The holidays are over but there may be some leftover party food hidden in the back and no one wants to start the new year with food poisoning. Schedule an afternoon, gather up some cleaning supplies and clean your refrigerator top to bottom. Pull everything out, checking the expiration date as you go, or tossing leftovers that are unsafe to eat. Put the rest of the food into coolers to keep cool as you work. Turn the fridge temperature up so that the motor isn’t working hard to keep things cool while the door is open. If you spot mold, wear gloves and even a protective mask so you don’t breathe in mold spores. Use a mixture of one part bleach to one part water to clean the shelves, drawers and walls. Dispose of any cleaning rags with mold on them in a ziploc bag so mold spores don’t escape into the house.

When all is clean, replace the food and set the temperature to 37 degrees which will keep food safe but not frozen. Always store raw meat in its original package but also consider placing that package in a glass dish in case it leaks.

Now tackle your pantry. Remove everything from the shelves and check expiration dates or that open packages are still edible.
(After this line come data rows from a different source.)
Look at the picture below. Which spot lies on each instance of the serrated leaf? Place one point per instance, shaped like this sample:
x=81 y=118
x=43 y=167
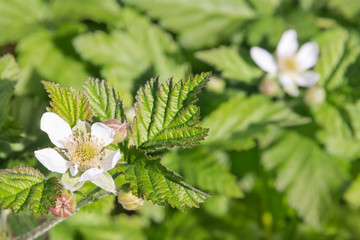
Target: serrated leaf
x=199 y=23
x=230 y=63
x=234 y=123
x=166 y=115
x=309 y=177
x=135 y=48
x=68 y=103
x=104 y=100
x=205 y=169
x=152 y=181
x=22 y=186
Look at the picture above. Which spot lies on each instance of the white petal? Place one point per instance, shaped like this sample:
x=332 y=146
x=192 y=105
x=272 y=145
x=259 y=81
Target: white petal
x=106 y=182
x=74 y=169
x=289 y=85
x=52 y=160
x=103 y=133
x=91 y=174
x=307 y=56
x=57 y=129
x=110 y=162
x=288 y=44
x=263 y=59
x=307 y=79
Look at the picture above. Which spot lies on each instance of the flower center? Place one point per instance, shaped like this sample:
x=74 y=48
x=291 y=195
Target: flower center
x=84 y=151
x=289 y=64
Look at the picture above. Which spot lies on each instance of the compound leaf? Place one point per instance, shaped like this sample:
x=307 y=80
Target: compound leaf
x=22 y=186
x=166 y=116
x=152 y=181
x=68 y=103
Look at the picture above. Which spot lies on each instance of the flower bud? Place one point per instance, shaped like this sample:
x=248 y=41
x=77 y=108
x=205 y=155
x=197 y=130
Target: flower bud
x=269 y=87
x=65 y=205
x=128 y=200
x=315 y=95
x=119 y=128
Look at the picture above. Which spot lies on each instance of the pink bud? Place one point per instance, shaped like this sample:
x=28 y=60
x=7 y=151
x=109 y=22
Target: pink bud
x=65 y=205
x=119 y=128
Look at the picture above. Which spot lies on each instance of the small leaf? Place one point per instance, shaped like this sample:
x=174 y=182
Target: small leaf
x=22 y=186
x=308 y=175
x=68 y=103
x=152 y=181
x=104 y=101
x=166 y=115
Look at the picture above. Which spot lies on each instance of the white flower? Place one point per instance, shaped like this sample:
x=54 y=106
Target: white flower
x=84 y=154
x=291 y=65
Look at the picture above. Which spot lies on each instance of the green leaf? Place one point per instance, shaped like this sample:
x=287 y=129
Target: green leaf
x=307 y=175
x=230 y=63
x=95 y=10
x=22 y=186
x=166 y=115
x=19 y=18
x=199 y=23
x=9 y=69
x=40 y=53
x=68 y=103
x=104 y=101
x=338 y=49
x=135 y=40
x=10 y=131
x=206 y=169
x=152 y=181
x=234 y=123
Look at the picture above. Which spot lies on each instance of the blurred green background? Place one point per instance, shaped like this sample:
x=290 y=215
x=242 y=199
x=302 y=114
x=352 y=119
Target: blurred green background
x=277 y=168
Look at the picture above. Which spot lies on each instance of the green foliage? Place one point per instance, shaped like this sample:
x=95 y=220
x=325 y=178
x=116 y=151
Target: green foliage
x=309 y=177
x=205 y=169
x=152 y=181
x=234 y=123
x=104 y=101
x=69 y=104
x=193 y=21
x=230 y=63
x=25 y=186
x=166 y=115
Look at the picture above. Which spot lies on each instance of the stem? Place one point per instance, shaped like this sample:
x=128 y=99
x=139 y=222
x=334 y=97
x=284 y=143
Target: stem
x=53 y=221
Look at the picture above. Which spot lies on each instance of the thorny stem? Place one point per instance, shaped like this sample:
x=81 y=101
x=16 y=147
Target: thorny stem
x=53 y=221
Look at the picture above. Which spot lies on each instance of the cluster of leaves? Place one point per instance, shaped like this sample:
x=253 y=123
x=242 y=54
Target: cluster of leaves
x=276 y=168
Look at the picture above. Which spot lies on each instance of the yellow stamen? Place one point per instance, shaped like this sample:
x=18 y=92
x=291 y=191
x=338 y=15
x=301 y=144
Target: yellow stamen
x=84 y=151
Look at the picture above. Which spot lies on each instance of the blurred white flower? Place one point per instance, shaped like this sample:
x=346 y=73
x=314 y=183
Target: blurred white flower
x=80 y=157
x=291 y=65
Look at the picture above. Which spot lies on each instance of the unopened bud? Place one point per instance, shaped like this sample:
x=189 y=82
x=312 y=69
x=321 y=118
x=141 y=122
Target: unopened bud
x=269 y=87
x=119 y=128
x=128 y=200
x=65 y=205
x=315 y=95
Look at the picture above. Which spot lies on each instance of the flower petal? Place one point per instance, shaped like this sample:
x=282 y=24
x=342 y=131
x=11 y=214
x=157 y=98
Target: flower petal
x=307 y=79
x=103 y=133
x=307 y=56
x=289 y=85
x=263 y=59
x=52 y=160
x=288 y=44
x=57 y=129
x=110 y=162
x=106 y=182
x=91 y=174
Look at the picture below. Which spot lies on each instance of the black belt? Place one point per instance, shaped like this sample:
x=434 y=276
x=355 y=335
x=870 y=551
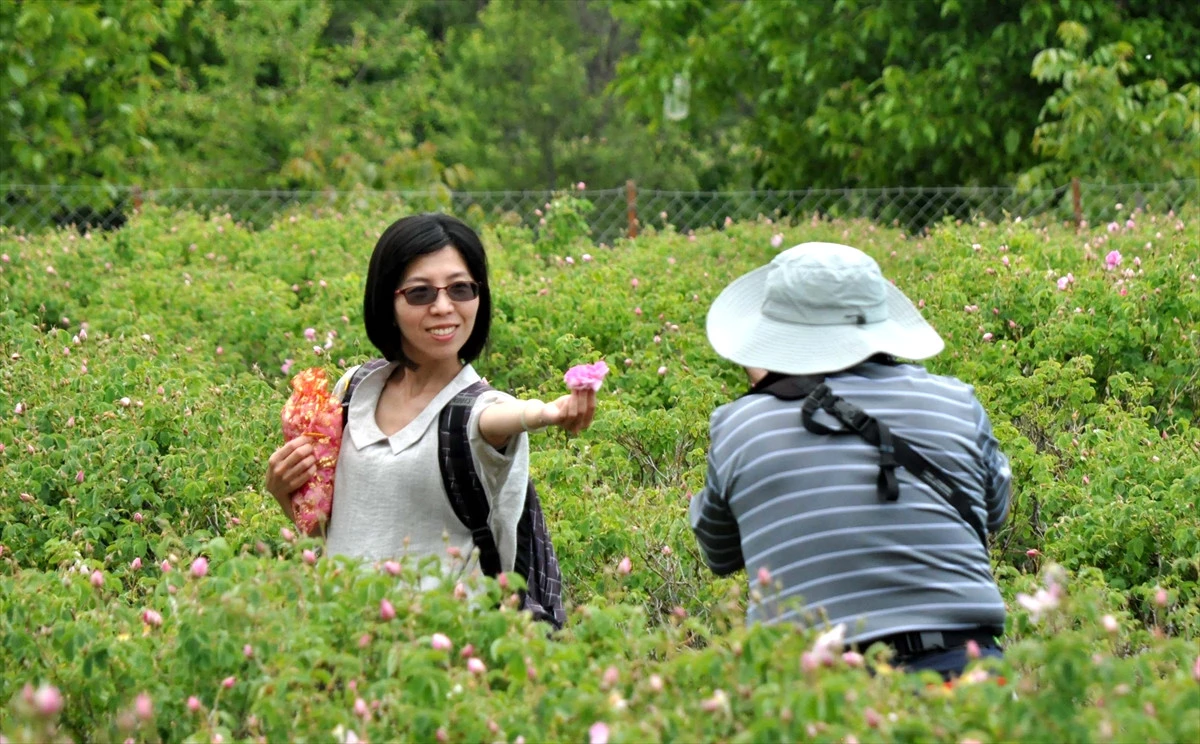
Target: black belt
x=924 y=641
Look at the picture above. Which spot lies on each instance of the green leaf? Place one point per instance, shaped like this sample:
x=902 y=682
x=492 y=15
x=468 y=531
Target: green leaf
x=18 y=75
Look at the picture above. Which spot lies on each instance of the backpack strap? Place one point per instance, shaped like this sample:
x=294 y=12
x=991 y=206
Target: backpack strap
x=463 y=489
x=893 y=451
x=357 y=377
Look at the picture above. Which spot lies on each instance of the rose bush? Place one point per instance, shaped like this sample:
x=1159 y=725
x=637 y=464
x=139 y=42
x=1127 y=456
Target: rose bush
x=141 y=387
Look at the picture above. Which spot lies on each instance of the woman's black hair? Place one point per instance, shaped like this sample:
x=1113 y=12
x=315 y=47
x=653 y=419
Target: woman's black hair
x=402 y=243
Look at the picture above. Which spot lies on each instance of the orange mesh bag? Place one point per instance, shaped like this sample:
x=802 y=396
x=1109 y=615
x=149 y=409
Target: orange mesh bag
x=315 y=413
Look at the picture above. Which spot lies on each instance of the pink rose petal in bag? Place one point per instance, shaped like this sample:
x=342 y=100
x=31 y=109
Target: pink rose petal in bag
x=315 y=413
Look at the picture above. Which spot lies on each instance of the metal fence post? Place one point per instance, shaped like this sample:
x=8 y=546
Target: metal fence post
x=631 y=208
x=1077 y=202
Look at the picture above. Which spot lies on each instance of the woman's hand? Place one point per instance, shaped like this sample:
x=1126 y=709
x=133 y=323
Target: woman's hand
x=573 y=412
x=288 y=468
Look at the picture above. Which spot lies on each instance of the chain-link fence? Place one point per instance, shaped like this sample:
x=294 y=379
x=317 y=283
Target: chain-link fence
x=616 y=211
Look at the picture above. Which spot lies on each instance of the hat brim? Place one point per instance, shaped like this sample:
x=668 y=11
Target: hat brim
x=738 y=331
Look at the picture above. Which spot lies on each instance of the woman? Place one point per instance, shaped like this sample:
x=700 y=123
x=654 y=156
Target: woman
x=427 y=309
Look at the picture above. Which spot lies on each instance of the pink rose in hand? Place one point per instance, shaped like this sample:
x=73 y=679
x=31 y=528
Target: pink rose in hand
x=586 y=377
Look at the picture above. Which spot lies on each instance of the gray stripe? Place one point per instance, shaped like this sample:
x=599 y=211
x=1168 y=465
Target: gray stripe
x=808 y=507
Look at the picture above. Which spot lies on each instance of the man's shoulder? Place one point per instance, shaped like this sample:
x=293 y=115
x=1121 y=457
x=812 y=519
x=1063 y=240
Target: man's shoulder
x=904 y=377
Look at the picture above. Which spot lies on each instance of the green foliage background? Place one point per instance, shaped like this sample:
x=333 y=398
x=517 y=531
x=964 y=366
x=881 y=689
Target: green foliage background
x=143 y=436
x=539 y=94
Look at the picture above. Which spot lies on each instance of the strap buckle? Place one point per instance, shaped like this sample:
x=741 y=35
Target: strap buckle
x=849 y=414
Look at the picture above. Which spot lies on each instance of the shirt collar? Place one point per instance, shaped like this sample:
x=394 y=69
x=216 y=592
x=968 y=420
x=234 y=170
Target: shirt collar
x=361 y=421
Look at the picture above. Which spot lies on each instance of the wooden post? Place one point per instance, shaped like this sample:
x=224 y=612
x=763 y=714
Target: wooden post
x=631 y=208
x=1077 y=202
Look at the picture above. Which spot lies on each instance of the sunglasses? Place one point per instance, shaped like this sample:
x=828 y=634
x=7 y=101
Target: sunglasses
x=427 y=294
Check for signs of mice and roach droppings and take action if you spot anything. Wipe the shelves down and organize your pantry. Bonus: an organized pantry makes it easier to cook and to shop.

Install or check carbon monoxide detectors.
Carbon monoxide is a colorless, odorless gas. When you breathe carbon monoxide, it replaces the oxygen in your blood. Without oxygen, cells began to die and your organs can shut down, all of which can happen in minutes. Space heaters, gas water heaters, natural gas furnaces, fireplaces, automobile exhaust and tobacco smoke all produce carbon monoxide. You should have a carbon monoxide detector on each level of your home. They should be tested yearly and have the batteries checked regularly. Plants are also effective at removing airborne toxins from your home. Try peace lilies, bamboo palms, English ivy or a rubber plant.

Take advantage of the cold winter weekends to thoroughly clean the rest of your home using toxin free cleaning solutions. Get rid of clutter, old newspapers and magazines that are gathering dust and schedule any needed repairs. A clean house is a healthy house plus it looks good too!